We will use the metabolome-wide association study paradigm to investigate the metabolic fingerprint associated with (a) short- and long-term exposures to air pollutants and whether these are these replicated across different exposure scenarios. We will then apply chemometric, statistical and analytical chemistry approaches to structurally detect the significant metabolic features, followed by bioinformatics, statistical methods and analysis to identify the underlying metabolic pathways involved in different exposures and exposure scenarios, as well as exposure-specific pathways. The resulting data are expected to provide novel insights into the mechanisms underlying the adverse health effects of air pollution and provide a firm foundation for future work which addresses the possible links between these perturbations and early disease events.

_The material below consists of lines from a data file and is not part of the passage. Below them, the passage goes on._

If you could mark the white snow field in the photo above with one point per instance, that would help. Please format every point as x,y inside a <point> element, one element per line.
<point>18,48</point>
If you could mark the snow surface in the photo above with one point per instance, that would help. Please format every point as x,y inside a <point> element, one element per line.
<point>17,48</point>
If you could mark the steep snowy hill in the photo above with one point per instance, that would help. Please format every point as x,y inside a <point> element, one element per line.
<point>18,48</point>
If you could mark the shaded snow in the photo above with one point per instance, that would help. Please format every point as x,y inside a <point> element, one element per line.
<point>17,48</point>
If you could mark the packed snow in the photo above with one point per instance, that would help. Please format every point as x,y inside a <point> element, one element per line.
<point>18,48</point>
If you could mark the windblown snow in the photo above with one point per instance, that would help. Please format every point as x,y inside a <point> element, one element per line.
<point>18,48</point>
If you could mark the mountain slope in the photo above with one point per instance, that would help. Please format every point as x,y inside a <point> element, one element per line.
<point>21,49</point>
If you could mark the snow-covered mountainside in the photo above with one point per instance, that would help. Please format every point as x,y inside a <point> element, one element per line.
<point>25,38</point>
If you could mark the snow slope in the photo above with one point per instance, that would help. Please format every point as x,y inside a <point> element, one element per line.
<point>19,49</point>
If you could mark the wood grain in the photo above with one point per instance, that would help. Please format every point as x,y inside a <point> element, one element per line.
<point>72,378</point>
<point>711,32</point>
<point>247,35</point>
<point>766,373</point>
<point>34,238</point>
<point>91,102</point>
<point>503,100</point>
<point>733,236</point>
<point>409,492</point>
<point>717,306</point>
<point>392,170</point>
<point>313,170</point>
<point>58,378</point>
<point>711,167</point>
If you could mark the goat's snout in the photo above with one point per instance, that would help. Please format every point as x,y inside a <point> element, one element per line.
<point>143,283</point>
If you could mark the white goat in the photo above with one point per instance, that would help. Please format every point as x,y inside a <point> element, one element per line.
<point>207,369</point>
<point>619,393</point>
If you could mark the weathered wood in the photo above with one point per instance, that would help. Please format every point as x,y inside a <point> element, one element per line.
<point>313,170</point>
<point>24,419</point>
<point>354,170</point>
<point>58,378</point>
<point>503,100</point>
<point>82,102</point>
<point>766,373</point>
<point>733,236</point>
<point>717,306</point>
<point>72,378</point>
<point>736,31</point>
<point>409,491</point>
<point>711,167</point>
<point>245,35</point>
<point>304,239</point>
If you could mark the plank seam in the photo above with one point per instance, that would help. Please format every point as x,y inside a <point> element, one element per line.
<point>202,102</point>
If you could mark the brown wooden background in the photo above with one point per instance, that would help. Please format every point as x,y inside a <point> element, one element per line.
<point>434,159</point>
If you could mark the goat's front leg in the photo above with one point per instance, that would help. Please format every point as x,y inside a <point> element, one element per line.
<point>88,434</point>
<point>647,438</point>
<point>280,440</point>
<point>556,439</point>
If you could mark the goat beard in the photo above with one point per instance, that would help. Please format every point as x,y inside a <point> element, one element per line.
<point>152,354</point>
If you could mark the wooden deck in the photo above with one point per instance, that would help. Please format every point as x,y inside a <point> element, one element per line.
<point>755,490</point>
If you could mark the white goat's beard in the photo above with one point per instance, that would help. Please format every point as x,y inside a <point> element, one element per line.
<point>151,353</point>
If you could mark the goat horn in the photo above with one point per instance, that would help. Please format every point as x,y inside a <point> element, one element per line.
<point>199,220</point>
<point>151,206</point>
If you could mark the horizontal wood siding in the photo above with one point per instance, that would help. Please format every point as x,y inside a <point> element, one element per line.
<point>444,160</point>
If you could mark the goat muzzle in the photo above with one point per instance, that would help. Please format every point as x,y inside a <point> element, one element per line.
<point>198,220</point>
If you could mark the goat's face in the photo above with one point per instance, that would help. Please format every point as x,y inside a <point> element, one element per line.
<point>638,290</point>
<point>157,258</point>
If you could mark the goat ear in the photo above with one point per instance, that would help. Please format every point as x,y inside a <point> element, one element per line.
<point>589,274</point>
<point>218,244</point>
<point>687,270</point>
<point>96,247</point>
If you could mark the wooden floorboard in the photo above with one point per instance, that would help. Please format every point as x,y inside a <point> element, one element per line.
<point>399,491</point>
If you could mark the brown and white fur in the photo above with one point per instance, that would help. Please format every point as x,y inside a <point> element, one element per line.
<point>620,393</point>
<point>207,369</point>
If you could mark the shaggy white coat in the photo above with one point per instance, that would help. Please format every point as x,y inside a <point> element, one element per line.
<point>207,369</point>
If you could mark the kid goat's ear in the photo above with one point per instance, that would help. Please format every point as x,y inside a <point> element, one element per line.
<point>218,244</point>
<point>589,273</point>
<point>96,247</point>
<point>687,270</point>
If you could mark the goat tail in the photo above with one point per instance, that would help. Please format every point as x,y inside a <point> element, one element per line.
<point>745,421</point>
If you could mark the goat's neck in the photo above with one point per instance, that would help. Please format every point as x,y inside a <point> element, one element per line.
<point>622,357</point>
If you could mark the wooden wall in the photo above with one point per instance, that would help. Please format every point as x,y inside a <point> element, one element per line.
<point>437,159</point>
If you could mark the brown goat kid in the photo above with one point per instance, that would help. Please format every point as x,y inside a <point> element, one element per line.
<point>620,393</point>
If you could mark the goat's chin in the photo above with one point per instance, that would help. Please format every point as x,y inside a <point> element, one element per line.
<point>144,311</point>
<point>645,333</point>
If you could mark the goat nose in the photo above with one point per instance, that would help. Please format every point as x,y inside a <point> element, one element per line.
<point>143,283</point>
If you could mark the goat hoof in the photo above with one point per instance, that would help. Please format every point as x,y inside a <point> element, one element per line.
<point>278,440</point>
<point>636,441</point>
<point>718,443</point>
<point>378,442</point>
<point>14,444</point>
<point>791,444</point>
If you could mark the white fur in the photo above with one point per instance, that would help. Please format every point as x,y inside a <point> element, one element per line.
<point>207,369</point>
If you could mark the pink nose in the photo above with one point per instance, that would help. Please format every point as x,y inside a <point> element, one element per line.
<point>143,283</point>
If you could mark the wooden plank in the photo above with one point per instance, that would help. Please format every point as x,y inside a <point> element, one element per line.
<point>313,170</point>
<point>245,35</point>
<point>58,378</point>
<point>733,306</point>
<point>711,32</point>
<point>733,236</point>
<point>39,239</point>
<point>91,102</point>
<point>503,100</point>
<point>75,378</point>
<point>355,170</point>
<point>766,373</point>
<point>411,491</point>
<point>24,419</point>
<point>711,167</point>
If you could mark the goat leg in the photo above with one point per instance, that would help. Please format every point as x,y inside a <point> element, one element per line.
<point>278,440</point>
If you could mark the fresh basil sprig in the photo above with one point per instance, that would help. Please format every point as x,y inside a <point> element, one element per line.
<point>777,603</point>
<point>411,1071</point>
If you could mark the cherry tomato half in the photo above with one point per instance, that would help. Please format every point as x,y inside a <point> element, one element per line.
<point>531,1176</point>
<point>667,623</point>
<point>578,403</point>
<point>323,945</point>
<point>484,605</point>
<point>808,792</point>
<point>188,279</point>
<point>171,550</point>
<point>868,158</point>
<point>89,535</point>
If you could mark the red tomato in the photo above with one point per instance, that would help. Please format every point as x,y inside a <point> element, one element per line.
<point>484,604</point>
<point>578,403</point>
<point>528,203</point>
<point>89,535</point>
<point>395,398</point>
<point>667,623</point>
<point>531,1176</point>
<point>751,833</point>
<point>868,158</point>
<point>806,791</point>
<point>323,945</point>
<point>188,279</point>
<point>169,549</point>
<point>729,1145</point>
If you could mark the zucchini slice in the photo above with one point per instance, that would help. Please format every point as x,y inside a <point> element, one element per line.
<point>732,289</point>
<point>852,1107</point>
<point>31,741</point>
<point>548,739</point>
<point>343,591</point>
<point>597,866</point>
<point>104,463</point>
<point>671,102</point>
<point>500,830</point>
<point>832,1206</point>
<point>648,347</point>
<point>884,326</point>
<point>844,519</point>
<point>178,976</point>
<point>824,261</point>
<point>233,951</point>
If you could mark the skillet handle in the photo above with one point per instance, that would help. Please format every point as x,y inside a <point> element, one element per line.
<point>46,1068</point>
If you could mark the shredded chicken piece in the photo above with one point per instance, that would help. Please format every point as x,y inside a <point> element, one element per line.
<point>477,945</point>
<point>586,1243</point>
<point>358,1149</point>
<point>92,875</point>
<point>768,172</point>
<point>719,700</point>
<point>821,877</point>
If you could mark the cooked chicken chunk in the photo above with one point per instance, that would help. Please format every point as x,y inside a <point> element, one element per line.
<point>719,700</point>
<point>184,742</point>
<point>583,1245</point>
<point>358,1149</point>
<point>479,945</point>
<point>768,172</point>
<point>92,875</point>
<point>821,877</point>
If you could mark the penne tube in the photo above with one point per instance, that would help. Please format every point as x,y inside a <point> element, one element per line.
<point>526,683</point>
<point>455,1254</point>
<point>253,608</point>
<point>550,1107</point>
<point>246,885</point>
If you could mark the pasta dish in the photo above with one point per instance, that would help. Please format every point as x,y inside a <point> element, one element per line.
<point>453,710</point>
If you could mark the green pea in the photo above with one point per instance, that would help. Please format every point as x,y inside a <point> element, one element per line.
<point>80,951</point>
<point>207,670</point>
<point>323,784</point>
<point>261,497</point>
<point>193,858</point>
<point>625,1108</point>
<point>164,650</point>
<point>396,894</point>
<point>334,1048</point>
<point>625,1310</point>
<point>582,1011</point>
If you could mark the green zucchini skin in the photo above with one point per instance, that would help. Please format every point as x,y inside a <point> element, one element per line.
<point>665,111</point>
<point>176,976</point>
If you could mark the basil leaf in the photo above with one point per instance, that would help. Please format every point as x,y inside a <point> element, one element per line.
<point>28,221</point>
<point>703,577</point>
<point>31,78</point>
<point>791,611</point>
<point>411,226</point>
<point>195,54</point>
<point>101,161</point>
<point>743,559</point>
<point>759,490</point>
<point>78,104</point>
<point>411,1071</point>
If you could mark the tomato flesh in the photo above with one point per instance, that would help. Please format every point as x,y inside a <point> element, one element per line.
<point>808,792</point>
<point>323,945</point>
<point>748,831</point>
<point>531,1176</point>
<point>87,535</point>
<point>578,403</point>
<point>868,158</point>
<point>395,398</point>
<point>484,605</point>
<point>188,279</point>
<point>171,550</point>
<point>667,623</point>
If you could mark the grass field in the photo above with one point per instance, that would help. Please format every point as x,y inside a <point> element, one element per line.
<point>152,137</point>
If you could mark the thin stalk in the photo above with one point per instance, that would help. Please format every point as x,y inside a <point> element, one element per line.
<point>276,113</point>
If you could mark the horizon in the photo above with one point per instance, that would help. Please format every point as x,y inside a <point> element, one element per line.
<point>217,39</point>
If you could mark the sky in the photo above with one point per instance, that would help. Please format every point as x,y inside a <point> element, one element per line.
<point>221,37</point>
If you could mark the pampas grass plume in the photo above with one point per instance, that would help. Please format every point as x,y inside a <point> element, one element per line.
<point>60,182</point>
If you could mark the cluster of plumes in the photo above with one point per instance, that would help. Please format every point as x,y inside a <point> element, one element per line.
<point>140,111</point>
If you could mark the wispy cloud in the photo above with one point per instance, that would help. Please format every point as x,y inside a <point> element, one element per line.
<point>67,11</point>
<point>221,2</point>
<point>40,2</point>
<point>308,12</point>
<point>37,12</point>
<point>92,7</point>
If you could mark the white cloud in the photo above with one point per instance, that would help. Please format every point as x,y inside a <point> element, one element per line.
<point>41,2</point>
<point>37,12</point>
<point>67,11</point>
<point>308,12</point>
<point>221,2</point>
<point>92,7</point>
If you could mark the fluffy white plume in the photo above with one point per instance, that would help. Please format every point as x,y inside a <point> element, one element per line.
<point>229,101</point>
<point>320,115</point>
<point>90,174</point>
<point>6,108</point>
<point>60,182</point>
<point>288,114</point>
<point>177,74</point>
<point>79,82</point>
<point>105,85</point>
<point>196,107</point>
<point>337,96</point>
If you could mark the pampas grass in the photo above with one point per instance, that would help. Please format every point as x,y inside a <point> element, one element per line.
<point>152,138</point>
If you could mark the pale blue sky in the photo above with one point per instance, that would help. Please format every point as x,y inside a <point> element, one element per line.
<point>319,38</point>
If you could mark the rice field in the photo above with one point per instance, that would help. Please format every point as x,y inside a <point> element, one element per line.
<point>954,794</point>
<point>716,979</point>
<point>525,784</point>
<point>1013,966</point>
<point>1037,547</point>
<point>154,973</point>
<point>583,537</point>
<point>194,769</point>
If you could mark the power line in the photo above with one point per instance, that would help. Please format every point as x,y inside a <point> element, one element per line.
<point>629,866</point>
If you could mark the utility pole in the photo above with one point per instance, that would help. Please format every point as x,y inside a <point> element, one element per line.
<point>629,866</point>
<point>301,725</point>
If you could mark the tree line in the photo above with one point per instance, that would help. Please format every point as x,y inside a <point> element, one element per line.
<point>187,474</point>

This work will have academic, economic and societal impact, effectively enhancing the knowledge economy across disciplines (toxicology, biochemistry [metabolomics], epidemiology, biostatistics, and bioinformatics). Our applied scientific research will be widely disseminated and applicable internationally and as such, its generation will enhance the status of UK science.

The project has considerable potential to deliver strategic impact at the public health level in that the knowledge gained has potential to improve our understanding of a fundamental environmental influence (i.e the air we breathe) on health. The results of this research could help identify the most toxic forms of pollution (i.e. diesel, woodsmoke, brake wear PM) and may guide environmental strategies to improve air quality and potentially lead to improved public health. Together these should result in reductions in health-care costs and lead to significant health gains and a better quality of life.

In addition, this work has potential to contribute to policy development. Advances into understanding the mode of action and toxic properties of particulates and gaseous pollutants will empower the design and help implement effective air pollution abatement and control policies and measures, including policy, technical and behavioural change, thereby reducing the high burden of air pollution related morbidity and mortality. With the advancement of evidence-based policy, UK led research of this nature can become a test-bed for cities around the world, therefore generating international interest and leadership.